Reputation: 377
I would like to extract the numbers from the below string element of a list of n length into a list in their original form:
list = ['25 birds, 1 cat, 4 dogs, 101 ants']
output = [25, 1, 4, 101]
I'm quite new to regex so I've been trying with the following:
[regex.findall("\d", list[i]) for i in range(len(list))]
However, the output is:
output = [2, 5, 1, 4, 1, 0, 1]
Upvotes: 0
Views: 457
Reputation: 298
Code:
import re
list_ = ['25 birds, 1 cat, 4 dogs, 101 ants']
output = list(map(int, re.findall('\d+', list_[0])))
print(output)
output:
[25, 1, 4, 101]
Explanation:
re.findall
returns list of string where strings are scanned from left to right, matches are return in the order found.
map
applies int to each item in list of string and returns map object
list
Since map object is iterator, pass it as argument to factory method for creating list
Upvotes: 0
Reputation: 6935
Try this :
list_ = ['25 birds, 1 cat, 4 dogs, 101 ants']
import re
list(map(int, re.findall('\d+', list_[0])))
Output:
[25, 1, 4, 101]
Also, avoid assigning variable names as list
.
Upvotes: 1
Reputation: 301
You can use the following function to achieve this.

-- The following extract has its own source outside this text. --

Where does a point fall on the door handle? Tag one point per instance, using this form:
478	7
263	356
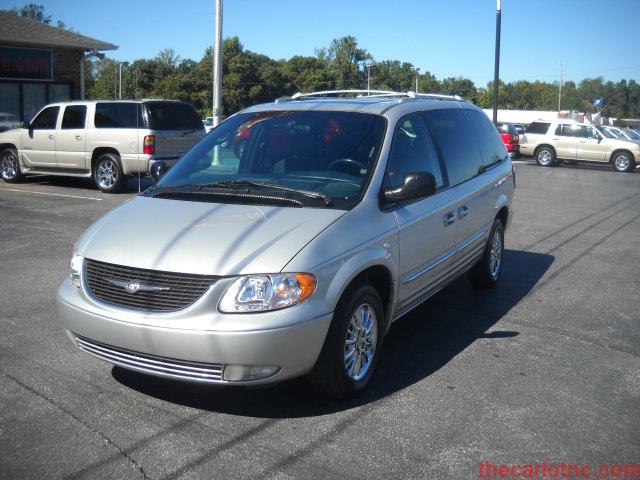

I used re.compile
given that it is a bit faster than calling re
functions straight out of the module, if you have really long lists.
I also used yield
and finditer
since I do not know how long your lists will be, so this will provide some memory efficiency, given their lazy evaluation.
import re
def find_numbers(iterable):
NUMBER = re.compile('\d+')
def numbers():
for string in iterable:
yield from NUMBER.finditer(iterable)
for number in numbers():
yield int(number.group(0))
print(list(find_numbers(['25 birds, 1 cat, 4 dogs, 101 ants'])))
# [25, 1, 4, 101]
Upvotes: 0
Reputation: 23
We don't really need to use regex to get numbers from a string.
lst = ['25 birds, 1 cat, 4 dogs, 101 ants']
nums = [int(word) for item in lst for word in item.split() if word.isdigit()]
print(nums)
# [25, 1, 4, 101]
Equivalent without list comprehension:
lst = ['25 birds, 1 cat, 4 dogs, 101 ants']
nums = []
for item in lst:
for word in item.split():
if word.isdigit():
nums.append(int(word))
print(nums)
# [25, 1, 4, 101]
Upvotes: 2